Más aún, tampoco es una categoría que se pueda evaluar solo en términos de costos o de recursos, sino en función de un contexto estructural determinado, en este caso marcado por pautas históricas de violencia política y por la presencia de diversos grupos armados no estatales más o menos autónomos (según las épocas) frente a la fuerza pública. Aun así, el riesgo puede ser evaluado de manera distinta por diversos actores, que adoptan estrategias divergentes, como lo evidencia el estudio de caso en dos comunidades fronterizas (Mouly & Garrido, 2018). El abanico de respuestas va desde la afirmación de una neutralidad total o parcial frente al conflicto o al orden territorial impuesto por grupos dominantes hasta una confrontación más o menos directa a nivel discursivo. Neutralidad total, en el caso de las comunidades de paz o de actores que enfrentaban un control territorial paramilitar muy estricto; o parcial, con estrategias de negociación de espacios de debate, mediante la elaboración de discursos alternativos sobre la noción de paz o de desarrollo, algo que resaltaba también D. Silva (2011) en su estudio acerca de las estrategias de resistencia civil campesina del Magdalena Medio. Los discursos y las estrategias de protesta conllevan una evaluación del riesgo, en función de varios criterios de contexto y de acuerdo con la trayectoria de movilización del actor, y una constante adaptación a las condiciones cambiantes de movilización. Así mismo, son determinantes el amparo recibido (o no) en la población o por parte de las autoridades locales.

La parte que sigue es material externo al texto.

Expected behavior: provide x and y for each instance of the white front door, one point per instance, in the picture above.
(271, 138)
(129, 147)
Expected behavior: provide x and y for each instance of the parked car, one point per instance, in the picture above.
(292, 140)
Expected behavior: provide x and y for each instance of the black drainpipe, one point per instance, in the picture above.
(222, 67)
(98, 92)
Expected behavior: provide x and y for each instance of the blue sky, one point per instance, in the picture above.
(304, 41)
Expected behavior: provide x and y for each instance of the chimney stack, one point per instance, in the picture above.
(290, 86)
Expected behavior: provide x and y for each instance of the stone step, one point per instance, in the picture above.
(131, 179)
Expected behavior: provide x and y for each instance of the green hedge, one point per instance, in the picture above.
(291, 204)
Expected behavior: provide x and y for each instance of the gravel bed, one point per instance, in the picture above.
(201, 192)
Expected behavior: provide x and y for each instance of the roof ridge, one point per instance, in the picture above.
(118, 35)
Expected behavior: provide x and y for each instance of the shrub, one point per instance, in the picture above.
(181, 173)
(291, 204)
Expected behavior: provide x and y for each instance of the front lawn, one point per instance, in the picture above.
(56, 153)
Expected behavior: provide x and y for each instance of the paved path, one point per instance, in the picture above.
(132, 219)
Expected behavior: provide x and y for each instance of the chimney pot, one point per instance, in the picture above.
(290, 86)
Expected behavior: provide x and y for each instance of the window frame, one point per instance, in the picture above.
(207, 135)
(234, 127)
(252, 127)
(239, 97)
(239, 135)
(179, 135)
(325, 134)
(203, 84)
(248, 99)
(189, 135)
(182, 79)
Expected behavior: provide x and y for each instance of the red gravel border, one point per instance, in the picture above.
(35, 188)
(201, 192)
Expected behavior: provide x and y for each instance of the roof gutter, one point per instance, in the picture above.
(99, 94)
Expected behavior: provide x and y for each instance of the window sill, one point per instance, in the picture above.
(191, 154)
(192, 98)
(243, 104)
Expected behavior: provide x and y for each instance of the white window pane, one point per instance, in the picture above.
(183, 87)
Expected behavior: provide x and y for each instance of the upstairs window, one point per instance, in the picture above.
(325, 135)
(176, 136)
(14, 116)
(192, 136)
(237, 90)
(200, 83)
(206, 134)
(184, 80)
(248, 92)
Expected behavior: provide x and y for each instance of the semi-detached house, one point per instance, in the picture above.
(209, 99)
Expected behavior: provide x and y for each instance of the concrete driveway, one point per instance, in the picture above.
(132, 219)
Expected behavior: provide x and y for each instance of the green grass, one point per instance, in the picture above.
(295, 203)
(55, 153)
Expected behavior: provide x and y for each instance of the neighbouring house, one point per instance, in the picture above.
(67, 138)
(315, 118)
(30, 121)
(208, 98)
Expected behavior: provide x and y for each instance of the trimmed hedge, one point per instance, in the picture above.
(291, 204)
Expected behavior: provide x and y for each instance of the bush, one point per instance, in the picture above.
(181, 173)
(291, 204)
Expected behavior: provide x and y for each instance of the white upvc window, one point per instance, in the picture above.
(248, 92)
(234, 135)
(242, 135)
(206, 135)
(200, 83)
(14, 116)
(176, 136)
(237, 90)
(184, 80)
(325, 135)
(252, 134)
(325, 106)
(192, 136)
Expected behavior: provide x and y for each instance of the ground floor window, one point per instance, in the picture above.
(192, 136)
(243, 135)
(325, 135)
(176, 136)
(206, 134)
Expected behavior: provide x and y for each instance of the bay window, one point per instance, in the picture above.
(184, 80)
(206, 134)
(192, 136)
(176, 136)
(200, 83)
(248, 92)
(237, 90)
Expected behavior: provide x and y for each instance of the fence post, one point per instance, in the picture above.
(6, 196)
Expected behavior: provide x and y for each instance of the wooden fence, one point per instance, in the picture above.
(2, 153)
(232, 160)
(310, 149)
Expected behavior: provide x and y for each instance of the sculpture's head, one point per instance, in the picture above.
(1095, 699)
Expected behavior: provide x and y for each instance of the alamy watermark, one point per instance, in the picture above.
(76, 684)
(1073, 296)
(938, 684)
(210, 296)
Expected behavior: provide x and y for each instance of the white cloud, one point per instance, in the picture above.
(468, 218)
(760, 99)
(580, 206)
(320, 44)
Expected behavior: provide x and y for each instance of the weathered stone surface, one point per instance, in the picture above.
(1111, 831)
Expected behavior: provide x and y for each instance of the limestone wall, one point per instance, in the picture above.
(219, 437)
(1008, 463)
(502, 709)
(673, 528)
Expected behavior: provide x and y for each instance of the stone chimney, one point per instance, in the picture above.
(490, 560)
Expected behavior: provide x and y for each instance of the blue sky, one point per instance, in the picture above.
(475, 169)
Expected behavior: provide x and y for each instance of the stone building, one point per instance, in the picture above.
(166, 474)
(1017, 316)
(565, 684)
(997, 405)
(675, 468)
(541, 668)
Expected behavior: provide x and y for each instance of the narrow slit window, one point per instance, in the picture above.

Los aportes mencionados aquí, dentro de una literatura cada vez más amplia enfocada en esa noción de riesgo desde diversos ángulos analíticos, nos remiten a una serie de interrogantes teóricos y metodológicos que se abordan en la segunda parte, en aras a entender mejor la especificidad del debate colombiano sobre la noción de alto riesgo.
2. Acción colectiva de alto riesgo: evoluciones conceptuales y debate colombiano
Aquí esbozamos una síntesis de la evolución analítica que ha permitido el resurgir del concepto, un poco olvidado, de activismo de alto riesgo, o acción colectiva de alto riesgo.16 El objetivo es entender mejor la pertinencia de esa noción y su evolución, contrastando sus usos con el caso colombiano.
2.1. Hacia una redefinición del activismo de alto riesgo: evoluciones conceptuales
El concepto de acción colectiva de alto riesgo que plantea Peñaranda con su equipo investigador (2011) parte del concepto de activismo de alto riesgo teorizado por D. McAdam. Él lo elaboró en sus trabajos acerca del reclutamiento de militantes blancos que apoyaron la lucha de las poblaciones negras durante el 'Freedom Summer' (McAdam, 1986). Su enfoque era el método de reclutamiento de estos activistas, en condiciones relativamente arriesgadas a nivel local, en un contexto más bien propicio para las movilizaciones a favor de los derechos cívicos (años 1960-70). McAdam define el activismo de alto riesgo mediante cuatro características: I) las personas involucradas en tal acción ya tienen una experiencia militante previa menos arriesgada pero sostenida; II) los individuos involucrados que toman riesgos actúan en virtud de convicciones ideológicas y de valores fuertemente anclados, en aras a implementar objetivos o cambios específicos; III) ellos disponen de condiciones personales propicias para la toma de riesgos, por ser jóvenes, sin familia o sin responsabilidades laborales estables; IV) se han involucrado o han pertenecido a una estructura militante cuya existencia se puede comprobar. Como se puede observar, el interés de McAdam radica en identificar las motivaciones de los individuos que se comprometen en una acción conllevando ciertos riesgos y en examinar los efectos de esta toma de riesgos sobre su trayectoria militante. Lo esencial es que, en su criterio, un grado de compromiso previo es una condición sine qua non de la evolución hacia el activismo de alto riesgo.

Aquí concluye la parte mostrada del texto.